TULSA, OKLAHOMA – Learning history and connecting with legacy are different concepts, according to at least one panelist at the fourth annual Black Wall Street Legacy Festival in Tulsa’s historic Greenwood district Saturday.
The fight for reparations for Japanese Americans was occurring at the same time as the anti-apartheid movement and the fight for Native American land, according to Jan Tokumaru. Tokumaru and other members of the National Coalition for Redress/Reparations Committee, an organization that merges the political goals of redress for both Black and Japanese Americans harmed by institutional racism, formed the first panel of speakers.
“All these things came into our experience of movement building because we knew that we had to learn within our community and we had to learn about other communities struggling at the same time,” Tokumaru said.
The fourth annual Black Wall Street Legacy Festival, a commemoration of the 103rd anniversary of the Tulsa Race Massacre, featured two panels during the Black Wall Street Legacy Summit on Saturday focused on the legacy of reparations in the U.S. and how the fight has progressed through the years.
The Nikkei Progressives panel, headlined by eight members of the NCRR, began their discussion with the legacy of Japanese Americans and their experience of ancestors being incarcerated inside concentration camps during and after World War II.
Kathy Masaoka, who had never heard about the Japanese-American concentration camps as a child, believes that the way her parents acted caused her to keep her head down in society and to not speak up.
“I think a lot of us inside realized that we were alienated from ourselves,” Masaoka said. “We need to know our history, because if we don’t know our history, we don’t know who we are.”
Emily Akpan, another panelist and NCRR member, did not learn about the Japanese American redress movement or that her family received reparations until she was in her 20s.

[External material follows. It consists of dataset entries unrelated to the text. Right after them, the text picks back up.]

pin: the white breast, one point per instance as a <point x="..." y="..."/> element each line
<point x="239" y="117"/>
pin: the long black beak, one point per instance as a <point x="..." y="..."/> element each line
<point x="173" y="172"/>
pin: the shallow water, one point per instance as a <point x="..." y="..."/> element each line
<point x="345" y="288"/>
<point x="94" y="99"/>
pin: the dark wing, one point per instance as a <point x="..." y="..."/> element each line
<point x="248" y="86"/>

Coming into Tulsa, Akpan noted how she could feel the history of racial violence and pain, but also a sense of how much hope permeates the area.
“Now that I’m learning about the redress movement, I’m also very cognizant that the Japanese Americans being incarcerated by the U.S. government was only possible because of the legacies of violence and oppression that black people have faced in this country for centuries,” Akpan said.

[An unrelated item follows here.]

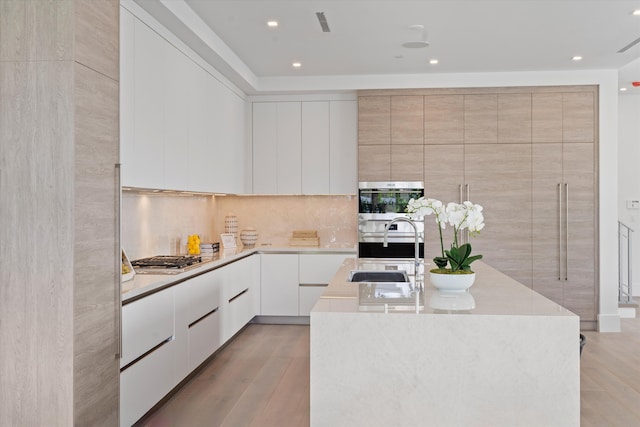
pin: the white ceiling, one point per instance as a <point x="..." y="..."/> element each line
<point x="470" y="36"/>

The second panel kept the same theme of reparations with a transition to a discussion of Marcus Anthony Hunter’s book “Radical Reparations,” hosted by Onikah Asamoa-Caesar, owner and founder of Fulton Street Books & Coffee.
“The definition of reparations is, for me, important to understand [that] the root of the word is repair,” Hunter said. “Reparations are about a state of repair.”
Hunter shared his ideas that the goal of reparation is not something that can be done alone. He acknowledged the prior panelists and their fight for reparations for not only their community but for his as well.
“I can relate to a human condition, a story about humanity, which is why I love what our Japanese American brothers and sisters have been doing,” Hunter said.
Hunter discussed how the standard definition of reparations is about returning the victim to their original status, which is not inclusive of enslavement.
“This is about the healing component, the fundamental belief in the power of releasing,” Hunter said. “A lot of times people are just one conversation away from a new consciousness.”
Tiffany Crutcher, founder of the Terence Crutcher Foundation, began the event by acknowledging that the attendees were standing on the sacred ground of the 1921 massacre.
Crutcher, herself a descendant from survivors of the massacre, introduced the mission of the Black Wall Street Legacy Festival is to spread truth and share with young people the real history of Black Wall Street and Greenwood.
“Take the information you’re learning, take it back to your respective communities,” Crutcher said. “It starts with us sitting at the elders’ feet.”